THE
POLICEMAN’S SON by Stephen Mitchell
While his father was at work, six year old John Watson moves
secretly and furtively around the house, closely following his mother as she
carries out the daily housework, scribbling copious entries into a pocket
notebook, detailing her every movement. His mother catches him out of the
corner of her eye as she feeds the washing through the mangle. It’s a Sunday,
but it’s no day of rest for her.
“What are you up to?” she asks.
“Nothing,” the boy replies mysteriously, before
retreating into the shadows of the living room.
When his father comes home that evening the boy runs to
greet him. He opens his notebook and gleefully reels off the list of things he’s
seen his mother doing that day. His father smiles, pats him on the head and
says, “Good work, son – I’ll slap the cuffs on her later.”
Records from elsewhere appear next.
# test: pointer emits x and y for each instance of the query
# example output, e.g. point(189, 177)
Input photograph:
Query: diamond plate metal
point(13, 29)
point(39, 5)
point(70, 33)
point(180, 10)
And that night, behind a locked door, while the boy
sleeps, that’s exactly what his father does to his sex-hungry wife, as she lies
panting breathlessly with desire, wearing nothing but a pair of open crotch
panties, her arms and legs splayed and handcuffed by her wrists and ankles to
the four posters of the bed. Her husband struts around the room in his expertly
tailored Gestapo uniform and with a giant strap-on rubber penis attached to forehead.
In the next room the boy dreams of his future. Like his
father and his father before him the boy wants, more than anything in the
world, to be a policeman – but despite his unerring powers of observation he
remains blissfully unaware of the fact that both his parents are perverts.
“Did you tell mummy off last night?” the boy asks his
father over breakfast the next morning.
“Yes, son,” his father replies, “but I don’t think she’s
learned her lesson yet and I may have to tell her off again tonight.”
“You must be very naughty, mummy,” the boy says.
“Oh, I am,” his mother replies, pouting at her husband. “Now,
finish your breakfast and be off with you to school.”
His father stands up, adjusts his uniform and says, “Right
then, I’m off to work.” He walks over to where his wife is leaning against the
sink in her dressing down and kisses her firmly and passionately on the lips,
running his fingers over her erect nipples at the same time.
And then he leaves the house to pound the beat on the
mean streets of Blackpool.
My creative writing tutor (a very prim and proper woman who wrote extremely twee poetry) was horrified when I read this out to the rest of the group, bearing in mind that most of them were retired ladies of a certain age who wrote their own versions of the Mills & Boon books they had read that week. My friend Danny thought it was hilarious and after class a number of the old ladies asked me if I could maybe write some more of the story and supply them with a copy of it.